Cuban dissident Danilo Maldonado, known as “El Sexto,” was arrested Dec. 25. (Alejandro Ernesto/EPA)

A jailed graffiti artist whose case became a rallying cry for opponents of the Cuban government was abruptly freed Tuesday after 10 months behind bars, according to Amnesty International.

Danilo Maldonado, known as “El Sexto,” was arrested Dec. 25 while riding in a taxi en route to an art show. Cuban security agents searched the trunk and found two live pigs that Maldonado was planning to set loose, painted in garish colors with the names “Fidel” and “Raúl” on their backs.

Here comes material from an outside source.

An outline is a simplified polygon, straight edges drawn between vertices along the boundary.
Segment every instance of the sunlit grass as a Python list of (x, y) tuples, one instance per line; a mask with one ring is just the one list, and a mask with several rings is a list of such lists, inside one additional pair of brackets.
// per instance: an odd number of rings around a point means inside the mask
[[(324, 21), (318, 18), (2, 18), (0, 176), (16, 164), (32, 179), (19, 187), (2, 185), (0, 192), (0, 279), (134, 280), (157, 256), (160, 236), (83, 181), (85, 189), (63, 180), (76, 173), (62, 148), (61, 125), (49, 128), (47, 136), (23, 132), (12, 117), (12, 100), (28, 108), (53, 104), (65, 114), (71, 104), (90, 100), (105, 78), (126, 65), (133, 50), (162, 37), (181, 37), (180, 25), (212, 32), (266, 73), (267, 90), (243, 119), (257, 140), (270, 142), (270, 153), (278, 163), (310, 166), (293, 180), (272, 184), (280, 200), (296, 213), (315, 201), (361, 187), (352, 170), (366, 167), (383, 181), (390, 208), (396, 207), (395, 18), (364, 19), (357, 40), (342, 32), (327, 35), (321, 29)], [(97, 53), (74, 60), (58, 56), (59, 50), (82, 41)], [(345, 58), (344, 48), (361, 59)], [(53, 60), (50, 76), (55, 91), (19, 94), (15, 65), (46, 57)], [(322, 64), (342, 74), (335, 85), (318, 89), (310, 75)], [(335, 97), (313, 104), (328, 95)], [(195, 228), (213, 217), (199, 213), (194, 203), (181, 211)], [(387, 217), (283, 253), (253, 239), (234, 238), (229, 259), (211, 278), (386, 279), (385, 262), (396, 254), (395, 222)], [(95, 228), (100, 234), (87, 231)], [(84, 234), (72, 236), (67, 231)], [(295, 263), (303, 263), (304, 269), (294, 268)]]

The planned performance, meant to evoke George Orwell’s “Animal Farm,” never happened. Maldonado, 32, was accused of disrespecting Cuba’s leaders, but he never faced formal charges, according to Amnesty International. He was the only Cuban activist left on the group’s list of “Prisoners of Conscience.”

The list once carried dozens of Cuban names, but in recent years the government has opted to use short-term arrests and detentions to disrupt attempted protests by the island's small opposition groups.

“Danilo’s release is great news but he should have never been jailed in the first place. Peacefully expressing an opinion is not a crime,” Erika Guevara-Rosas, the Americas Director at Amnesty International, said in a statement.

“This long awaited positive move must open the door for much needed political reform in Cuba, where people are routinely harassed, arrested and thrown in jail on spurious charges for speaking their minds,” Guevara-Rosas said. “This needs to change urgently if Cuba is serious about respecting human rights, including the rights of people opposing the Cuban government.”

There was no statement from Cuban authorities, but they consider activists such as Maldonado to be paid lackeys for the U.S. government and Miami exiles trying to bring down the Castros’ socialist system.

Maldonado’s cause was championed by international rights groups and Cuban American lawmakers such as Sen. Robert Menendez (D-N.J.), who argued that his imprisonment was proof that President Obama’s engagement policy has failed.

Before landing in jail, Maldonado was not a well-known figure among Castro opponents, but the simple, cursive graffiti tag “El Sexto” was a common sight in several Havana neighborhoods.

While in jail, Maldonado refused to eat for several weeks. He ended his hunger strike this month after Cuban authorities said they were considering his release.

Maldonado told the Reuters news agency that guards at the Valle Grande prison instructed him to gather his belongings on Tuesday morning and that he was set free within 30 minutes.

“Now I am going to try to recover my energy and be with my daughter,” he told Reuters. “I want to travel to the United States in the future and thank all the people who supported the cause to have me freed.”

Maldonado was taken into custody just eight days after Obama and Cuba’s Raúl Castro announced their plans to reestablish diplomatic relations and work toward full normalization. As part of that deal, the Cuban government agreed to release 53 inmates whom the United States considered political prisoners.

Cuba insists that it has no political prisoners. The illegal-yet-tolerated Cuban Commission for Human Rights and Reconciliation, a Havana dissident group that keeps its own tally of jailed activists, said it has about 70 names on its list, but they include airplane hijackers, militants and others convicted of violent attacks.

Obama has urged Cuban leaders to embrace democratic reforms and broader tolerance for dissent, saying that is key to building support in Congress for ending U.S. trade sanctions imposed by the Kennedy administration 55 years ago.